# 1. Introduction
## 1.1 Definition
**Relation Extraction (RE)** in Natural Language Processing **(NLP)** is the process of identifying and categorizing semantic relationships between entities in a text.
* It aims to extract meaningful connections, such as relationships between people, organizations, locations, or events.
* These relationships are often represented in the form of triplets: (entity1, relation, entity2), where "relation" describes how the two entities are connected.

## 1.2 Description
**Relation Extraction** is crucial for tasks such as knowledge graph construction, information retrieval, question answering, and enhancing the performance of chatbots. There are different approaches to RE, including:

1. **Rule-Based Methods:** Manually crafted patterns or rules to identify relationships.
2. **Supervised Learning:** Training machine learning models on labeled datasets containing examples of relationships.
3. **Unsupervised and Semi-Supervised Learning:** Identifying relations without extensive labeled data, often using clustering techniques.
4. **Deep Learning Methods:** Utilizing neural networks, such as recurrent neural networks (RNNs), convolutional neural networks (CNNs), or transformers, for end-to-end relation extraction.

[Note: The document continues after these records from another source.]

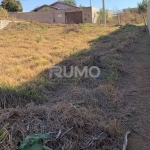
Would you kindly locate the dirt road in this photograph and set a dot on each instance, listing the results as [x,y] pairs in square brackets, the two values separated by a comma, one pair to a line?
[136,89]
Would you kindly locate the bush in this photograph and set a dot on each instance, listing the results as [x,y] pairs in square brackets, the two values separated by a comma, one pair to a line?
[3,13]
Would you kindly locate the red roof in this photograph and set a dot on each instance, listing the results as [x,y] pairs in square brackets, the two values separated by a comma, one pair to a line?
[45,6]
[63,4]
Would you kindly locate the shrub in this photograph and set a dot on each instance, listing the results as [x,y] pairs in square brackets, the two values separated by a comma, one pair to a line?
[3,13]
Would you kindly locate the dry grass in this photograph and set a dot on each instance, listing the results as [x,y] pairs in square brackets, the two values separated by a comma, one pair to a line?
[29,49]
[84,110]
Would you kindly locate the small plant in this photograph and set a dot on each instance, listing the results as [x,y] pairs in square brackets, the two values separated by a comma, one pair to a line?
[142,8]
[3,132]
[33,142]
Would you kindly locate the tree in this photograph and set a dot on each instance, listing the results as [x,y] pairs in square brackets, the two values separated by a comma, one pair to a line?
[71,2]
[142,8]
[12,5]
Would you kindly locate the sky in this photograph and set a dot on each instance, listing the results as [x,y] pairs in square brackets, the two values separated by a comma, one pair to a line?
[115,5]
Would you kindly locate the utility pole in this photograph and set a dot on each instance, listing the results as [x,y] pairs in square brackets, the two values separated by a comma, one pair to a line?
[104,12]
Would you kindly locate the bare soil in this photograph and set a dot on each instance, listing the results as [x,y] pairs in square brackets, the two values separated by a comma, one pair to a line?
[135,87]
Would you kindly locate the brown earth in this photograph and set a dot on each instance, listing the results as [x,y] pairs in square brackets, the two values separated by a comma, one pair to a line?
[135,87]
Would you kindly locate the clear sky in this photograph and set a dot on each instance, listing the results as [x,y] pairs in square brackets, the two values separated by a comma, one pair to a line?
[29,5]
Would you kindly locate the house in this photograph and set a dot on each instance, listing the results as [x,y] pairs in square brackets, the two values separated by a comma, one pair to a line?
[57,6]
[60,12]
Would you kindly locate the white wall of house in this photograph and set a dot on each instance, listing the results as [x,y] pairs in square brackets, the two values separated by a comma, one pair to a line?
[148,16]
[95,14]
[62,6]
[43,9]
[89,15]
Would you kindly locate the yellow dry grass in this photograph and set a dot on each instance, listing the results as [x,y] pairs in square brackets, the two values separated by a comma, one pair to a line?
[27,49]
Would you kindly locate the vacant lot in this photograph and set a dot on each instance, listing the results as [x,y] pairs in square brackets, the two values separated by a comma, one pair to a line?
[87,113]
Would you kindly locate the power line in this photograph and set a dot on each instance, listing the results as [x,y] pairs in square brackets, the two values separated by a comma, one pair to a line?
[104,12]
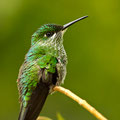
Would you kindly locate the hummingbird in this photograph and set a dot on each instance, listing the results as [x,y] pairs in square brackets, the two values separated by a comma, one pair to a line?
[44,67]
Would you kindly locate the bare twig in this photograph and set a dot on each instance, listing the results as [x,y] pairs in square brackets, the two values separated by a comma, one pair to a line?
[80,101]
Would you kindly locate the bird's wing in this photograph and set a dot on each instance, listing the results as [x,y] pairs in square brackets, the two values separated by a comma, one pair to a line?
[34,83]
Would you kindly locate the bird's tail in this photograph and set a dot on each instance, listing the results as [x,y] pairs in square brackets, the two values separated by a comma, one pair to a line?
[35,104]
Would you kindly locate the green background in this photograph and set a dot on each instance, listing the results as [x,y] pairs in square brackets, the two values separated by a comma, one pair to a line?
[92,45]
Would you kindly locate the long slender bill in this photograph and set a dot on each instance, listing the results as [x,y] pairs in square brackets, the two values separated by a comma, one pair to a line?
[74,21]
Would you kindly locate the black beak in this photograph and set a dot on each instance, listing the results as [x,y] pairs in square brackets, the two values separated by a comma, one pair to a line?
[70,23]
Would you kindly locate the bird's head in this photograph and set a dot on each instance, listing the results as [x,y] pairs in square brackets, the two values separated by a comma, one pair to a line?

Relation Extraction helps automate the extraction of structured data from unstructured text, making it useful for various applications like automated document analysis and building AI-driven systems that understand and use textual information.

# 2. Set Up the Environment
Install **spaCy** and a pre-trained **NLP** model.

In [None]:
!pip install spacy
!python -m spacy download en_core_web_sm

Collecting en-core-web-sm==3.7.1
  Downloading https://github.com/explosion/spacy-models/releases/download/en_core_web_sm-3.7.1/en_core_web_sm-3.7.1-py3-none-any.whl (12.8 MB)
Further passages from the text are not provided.